Later, while filming Where to Invade Next, Moore visited an Estonian hospital and came across a photo of Hillary taken there during the First Lady’s push for universal health care. Did Hillary deserve the abuse she got 20 years ago?, Moore asks. After all, some 20,000 Americans die every year due to lack of health insurance. That’s “1 million dead Americans because we refused to listen to Hillary Clinton,” he says.
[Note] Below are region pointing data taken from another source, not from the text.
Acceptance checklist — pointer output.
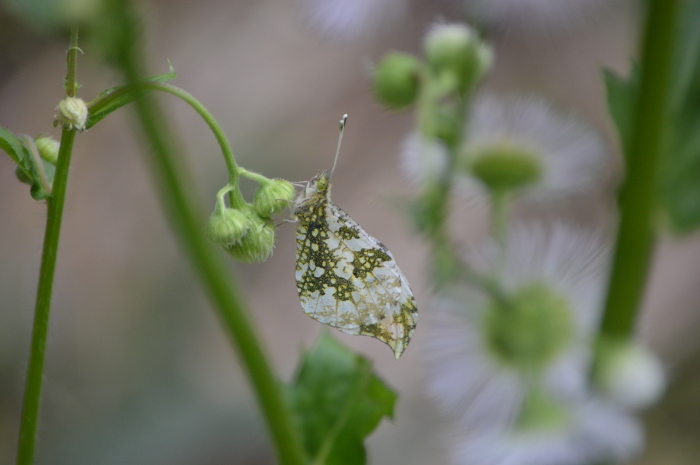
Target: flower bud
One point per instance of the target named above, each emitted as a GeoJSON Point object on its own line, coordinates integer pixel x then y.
{"type": "Point", "coordinates": [72, 113]}
{"type": "Point", "coordinates": [530, 327]}
{"type": "Point", "coordinates": [456, 49]}
{"type": "Point", "coordinates": [257, 244]}
{"type": "Point", "coordinates": [48, 148]}
{"type": "Point", "coordinates": [397, 80]}
{"type": "Point", "coordinates": [228, 226]}
{"type": "Point", "coordinates": [502, 167]}
{"type": "Point", "coordinates": [629, 373]}
{"type": "Point", "coordinates": [22, 176]}
{"type": "Point", "coordinates": [272, 197]}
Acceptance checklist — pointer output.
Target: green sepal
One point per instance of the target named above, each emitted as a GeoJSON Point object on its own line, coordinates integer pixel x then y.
{"type": "Point", "coordinates": [337, 402]}
{"type": "Point", "coordinates": [116, 97]}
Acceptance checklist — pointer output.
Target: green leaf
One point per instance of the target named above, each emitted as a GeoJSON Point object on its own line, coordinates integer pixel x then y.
{"type": "Point", "coordinates": [27, 171]}
{"type": "Point", "coordinates": [338, 401]}
{"type": "Point", "coordinates": [678, 186]}
{"type": "Point", "coordinates": [14, 148]}
{"type": "Point", "coordinates": [680, 175]}
{"type": "Point", "coordinates": [116, 97]}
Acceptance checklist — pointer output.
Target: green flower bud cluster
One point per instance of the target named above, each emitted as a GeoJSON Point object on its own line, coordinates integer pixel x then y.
{"type": "Point", "coordinates": [457, 56]}
{"type": "Point", "coordinates": [71, 113]}
{"type": "Point", "coordinates": [529, 328]}
{"type": "Point", "coordinates": [455, 60]}
{"type": "Point", "coordinates": [246, 231]}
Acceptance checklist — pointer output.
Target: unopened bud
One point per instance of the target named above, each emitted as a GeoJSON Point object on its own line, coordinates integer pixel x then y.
{"type": "Point", "coordinates": [397, 80]}
{"type": "Point", "coordinates": [228, 226]}
{"type": "Point", "coordinates": [502, 167]}
{"type": "Point", "coordinates": [629, 374]}
{"type": "Point", "coordinates": [272, 197]}
{"type": "Point", "coordinates": [529, 328]}
{"type": "Point", "coordinates": [72, 113]}
{"type": "Point", "coordinates": [48, 148]}
{"type": "Point", "coordinates": [456, 49]}
{"type": "Point", "coordinates": [257, 244]}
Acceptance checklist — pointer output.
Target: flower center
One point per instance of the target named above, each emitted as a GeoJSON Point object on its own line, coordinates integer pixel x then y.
{"type": "Point", "coordinates": [505, 167]}
{"type": "Point", "coordinates": [530, 328]}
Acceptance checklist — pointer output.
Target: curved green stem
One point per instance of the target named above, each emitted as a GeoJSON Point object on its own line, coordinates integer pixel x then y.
{"type": "Point", "coordinates": [170, 180]}
{"type": "Point", "coordinates": [236, 198]}
{"type": "Point", "coordinates": [32, 393]}
{"type": "Point", "coordinates": [635, 238]}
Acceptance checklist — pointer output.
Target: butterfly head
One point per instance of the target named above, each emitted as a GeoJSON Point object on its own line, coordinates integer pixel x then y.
{"type": "Point", "coordinates": [317, 188]}
{"type": "Point", "coordinates": [319, 184]}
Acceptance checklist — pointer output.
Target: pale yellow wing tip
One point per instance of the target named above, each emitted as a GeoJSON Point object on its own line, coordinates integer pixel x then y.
{"type": "Point", "coordinates": [398, 348]}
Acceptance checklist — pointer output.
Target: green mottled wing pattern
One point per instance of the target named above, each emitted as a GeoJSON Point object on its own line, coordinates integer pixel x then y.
{"type": "Point", "coordinates": [349, 280]}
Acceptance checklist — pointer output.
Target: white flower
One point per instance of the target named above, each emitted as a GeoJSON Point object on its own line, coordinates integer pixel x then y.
{"type": "Point", "coordinates": [630, 375]}
{"type": "Point", "coordinates": [593, 432]}
{"type": "Point", "coordinates": [468, 375]}
{"type": "Point", "coordinates": [570, 153]}
{"type": "Point", "coordinates": [354, 19]}
{"type": "Point", "coordinates": [423, 159]}
{"type": "Point", "coordinates": [534, 16]}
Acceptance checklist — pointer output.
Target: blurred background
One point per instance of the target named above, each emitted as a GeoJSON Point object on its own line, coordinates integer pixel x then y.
{"type": "Point", "coordinates": [138, 370]}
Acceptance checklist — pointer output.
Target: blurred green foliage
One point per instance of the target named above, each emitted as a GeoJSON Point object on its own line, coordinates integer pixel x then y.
{"type": "Point", "coordinates": [679, 180]}
{"type": "Point", "coordinates": [338, 401]}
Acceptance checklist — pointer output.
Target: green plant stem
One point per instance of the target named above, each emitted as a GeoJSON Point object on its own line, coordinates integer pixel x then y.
{"type": "Point", "coordinates": [635, 238]}
{"type": "Point", "coordinates": [213, 273]}
{"type": "Point", "coordinates": [32, 392]}
{"type": "Point", "coordinates": [237, 200]}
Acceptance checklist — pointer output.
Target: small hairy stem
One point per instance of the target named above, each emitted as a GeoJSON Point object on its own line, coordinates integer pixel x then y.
{"type": "Point", "coordinates": [32, 392]}
{"type": "Point", "coordinates": [635, 237]}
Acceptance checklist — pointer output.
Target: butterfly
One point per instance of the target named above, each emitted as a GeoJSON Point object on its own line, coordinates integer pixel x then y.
{"type": "Point", "coordinates": [346, 278]}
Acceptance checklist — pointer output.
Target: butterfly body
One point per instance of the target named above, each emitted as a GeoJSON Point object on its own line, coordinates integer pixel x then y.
{"type": "Point", "coordinates": [346, 278]}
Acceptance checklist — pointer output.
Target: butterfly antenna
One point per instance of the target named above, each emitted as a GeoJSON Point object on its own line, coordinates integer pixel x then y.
{"type": "Point", "coordinates": [342, 123]}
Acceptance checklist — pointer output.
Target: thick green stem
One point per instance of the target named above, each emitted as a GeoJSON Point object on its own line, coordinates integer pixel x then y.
{"type": "Point", "coordinates": [635, 237]}
{"type": "Point", "coordinates": [214, 275]}
{"type": "Point", "coordinates": [32, 393]}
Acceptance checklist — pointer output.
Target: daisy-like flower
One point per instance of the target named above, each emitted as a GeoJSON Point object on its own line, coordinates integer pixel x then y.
{"type": "Point", "coordinates": [485, 356]}
{"type": "Point", "coordinates": [551, 154]}
{"type": "Point", "coordinates": [423, 159]}
{"type": "Point", "coordinates": [353, 19]}
{"type": "Point", "coordinates": [587, 433]}
{"type": "Point", "coordinates": [534, 16]}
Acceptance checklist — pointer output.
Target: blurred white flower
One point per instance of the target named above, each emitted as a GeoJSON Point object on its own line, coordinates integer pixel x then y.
{"type": "Point", "coordinates": [630, 375]}
{"type": "Point", "coordinates": [571, 154]}
{"type": "Point", "coordinates": [353, 19]}
{"type": "Point", "coordinates": [592, 432]}
{"type": "Point", "coordinates": [423, 159]}
{"type": "Point", "coordinates": [467, 373]}
{"type": "Point", "coordinates": [534, 16]}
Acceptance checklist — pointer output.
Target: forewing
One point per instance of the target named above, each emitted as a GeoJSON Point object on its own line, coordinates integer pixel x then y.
{"type": "Point", "coordinates": [349, 280]}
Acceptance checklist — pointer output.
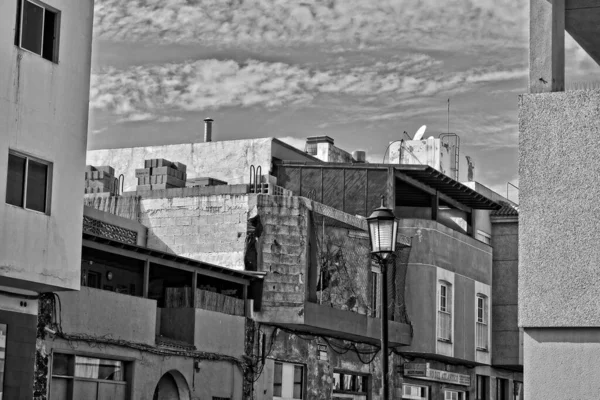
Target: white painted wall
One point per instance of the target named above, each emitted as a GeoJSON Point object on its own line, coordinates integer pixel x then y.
{"type": "Point", "coordinates": [44, 113]}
Moore wants us to redeem ourselves for having failed to listen to Hillary the first time, an argument that probably won’t convince those who loathe Obamacare. Nor will the average Hillary hater dig the argument that she just might be a Pope Francis– someone who appears conservative in order to get into power, and then turns out to be delightfully liberal. In the end, those arguments are pitched at voters who, like Moore, supported Bernie Sanders in the primaries. Hillary’s college commencement speech, Moore tells them, reads like something Bernie would’ve written.
But the filmmaker does make one direct appeal to the #JailHillary crowd: If she did kill Vince Foster, then isn’t that just the sort of murderous badass you want as a commander in chief?
“Michael Moore in Trumpland” is now playing at IFC Center, 323 6th Ave., West Village.